Once you have narrowed down the classes you want to take, make sure to check the professor’s rating in Rate My Professor.

Rate My Professor​ Rate My Professor is the platform that turns the tables as we know them. On this website, college students are the ones evaluating and ranking professors. Professors are evaluated on overall rating, level of difficulty, probability of retaking the professor, utilization of textbook and attendance requirement. For general rating and level of difficulty, professors are ranked on a scale from 1 to 5, 1 being the lowest and 5 being the highest. Aside from the website’s general ranking criteria, students are allowed to type answers to justify their ratings, along with optional tags. Such tasks are regarding feedback, accessibility outside of class and reading load, among others. Having said that, is Rate My Professor really an accurate representation of professors at universities? 

Just like bad grades do not equal bad students, bad ratings do not mean bad professors. Students rate professors poorly because they do not meet their criteria of a good professor. Often times this means the student actually had to put in some effort in the class, there was a reading load, attendance was mandatory or the textbook was expensive. So before crossing off a professor because of their general rating, take a few minutes to actually read the justification. You will notice that most of the time it is rubbish from students who only want easy A’s.

You will pretty much be able to walk into class the first day of class as if you are retaking the class with all the information provided in Rate My Professor. Students will point out if professors give pop quizzes and how many tests, assignments and essays are given throughout the semester. The most important thing to look for is extra credit. You want to be able to have some flexibility in your grade, especially during your higher-level classes. 

That all sounds wonderful and extremely helpful but do not solely count on Rate My Professor when choosing classes.    
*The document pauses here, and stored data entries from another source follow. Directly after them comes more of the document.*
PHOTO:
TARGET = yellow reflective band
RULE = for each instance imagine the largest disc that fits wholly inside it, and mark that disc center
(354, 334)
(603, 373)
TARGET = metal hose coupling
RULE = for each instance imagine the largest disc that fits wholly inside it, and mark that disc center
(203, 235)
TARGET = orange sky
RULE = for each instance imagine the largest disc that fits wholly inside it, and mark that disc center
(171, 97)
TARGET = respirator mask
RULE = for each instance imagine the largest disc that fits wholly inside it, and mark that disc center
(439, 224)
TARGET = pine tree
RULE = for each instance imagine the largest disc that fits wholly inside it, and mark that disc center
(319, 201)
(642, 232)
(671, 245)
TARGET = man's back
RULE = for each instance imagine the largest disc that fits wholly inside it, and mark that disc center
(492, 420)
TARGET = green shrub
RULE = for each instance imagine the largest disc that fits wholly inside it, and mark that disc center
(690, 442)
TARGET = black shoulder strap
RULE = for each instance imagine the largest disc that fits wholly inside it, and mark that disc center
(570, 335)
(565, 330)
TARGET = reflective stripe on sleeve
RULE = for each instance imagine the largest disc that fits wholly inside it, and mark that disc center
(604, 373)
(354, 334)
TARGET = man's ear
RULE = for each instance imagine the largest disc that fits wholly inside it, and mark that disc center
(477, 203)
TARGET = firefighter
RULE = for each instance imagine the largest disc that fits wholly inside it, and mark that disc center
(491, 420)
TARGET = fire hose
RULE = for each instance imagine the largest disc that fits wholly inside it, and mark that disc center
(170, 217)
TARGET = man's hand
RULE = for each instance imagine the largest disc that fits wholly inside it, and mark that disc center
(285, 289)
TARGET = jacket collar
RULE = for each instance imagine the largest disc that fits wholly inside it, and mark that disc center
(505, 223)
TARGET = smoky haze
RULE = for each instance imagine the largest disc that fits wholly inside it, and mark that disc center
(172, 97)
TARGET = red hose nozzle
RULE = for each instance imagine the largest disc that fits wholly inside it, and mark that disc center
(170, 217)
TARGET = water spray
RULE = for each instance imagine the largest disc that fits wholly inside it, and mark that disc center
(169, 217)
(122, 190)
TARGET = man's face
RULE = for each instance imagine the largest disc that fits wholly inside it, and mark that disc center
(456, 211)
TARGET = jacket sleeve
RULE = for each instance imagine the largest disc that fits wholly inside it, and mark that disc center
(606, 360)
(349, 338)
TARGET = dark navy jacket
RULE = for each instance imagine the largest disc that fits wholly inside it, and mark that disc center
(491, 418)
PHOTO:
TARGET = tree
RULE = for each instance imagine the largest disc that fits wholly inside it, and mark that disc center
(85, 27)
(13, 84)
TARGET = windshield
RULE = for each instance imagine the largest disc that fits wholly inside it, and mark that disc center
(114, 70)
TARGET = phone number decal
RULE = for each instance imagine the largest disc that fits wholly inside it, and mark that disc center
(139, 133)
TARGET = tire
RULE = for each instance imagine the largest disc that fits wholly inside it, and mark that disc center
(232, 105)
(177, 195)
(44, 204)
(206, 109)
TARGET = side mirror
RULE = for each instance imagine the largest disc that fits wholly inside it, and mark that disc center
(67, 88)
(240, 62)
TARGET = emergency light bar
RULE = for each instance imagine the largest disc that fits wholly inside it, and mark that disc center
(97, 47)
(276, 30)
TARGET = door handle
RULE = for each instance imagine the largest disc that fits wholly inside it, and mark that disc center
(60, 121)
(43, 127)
If you have friends in your field or related to your field, ask them for the professors that they have already taken. This is where having friends in years above you really comes in handy!

Building Your Schedule 

This is probably the most tedious part of registration. Once you have narrowed down the classes you want to register for and have insured you have researched the professor teaching the class, you have to build a schedule that best suits you. There are a lot of factors that play into creating the perfect schedule such as time of day, duration of class and breaks between classes. 

Time of Day

When creating your schedule, you have to be honest with yourself. Will you really make that 8 a.m. lecture? If you are a morning person, more power to you. Sign up for early classes because they will most likely be the least crowded. If not, try signing up for lectures starting after 10 a.m. This will give you time to wake up and prepare for the day. 

Duration & Frequency of Class

Everyone has different levels of mental stamina. If you are someone that has a short mental stamina, do not choose the 3-4 hour lecture just because you will only have to attend class once a week. I have made this mistake twice already -- it does not get pretty as the semester progresses. If you actually think about it, most classes offered only last 1 hour and 15 minutes, so by signing up for classes that are offered semiweekly, you will spend less time in class. However, if you are the type of student that despises attending lectures, try to avoid at all costs signing up for Friday classes or classes that are offered more than three times a week. By maintaining just the right balance of lecture time, you will ensure that actually attend your classes. 

Breaks Between Classes

When building your schedule, take into consideration the distance between your classes. Your lower level classes will most likely be scattered around campus because you will be taking classes across different colleges. It does become a lot less spread out during your higher-level classes since they will most likely be in your major’s college. If you are the type of student that needs a break in between classes to breathe and mentally prepare yourself for your next class, do not try to avoid that. That time can be extremely important to stay sane in college. However, if you are a student that just wants to get everything out of the way, sign up for back to back classes, but still make sure to give yourself some time to get from one class to another.

Bonus Advice: Working Students

If you work, especially off-campus, try to register for classes that are offered on the same day, so you can work on the other days. This will be extremely helpful because you will not have to be going back and forth between work and lectures. At the same time, this will help you focus on both individually. Your brain and body will get accustomed to your day on campus and on the other days to your days at work. 

Good luck during registration and just remember, leave time for extracurriculars. You do not make to make your entire college experience solely about academics. You got this!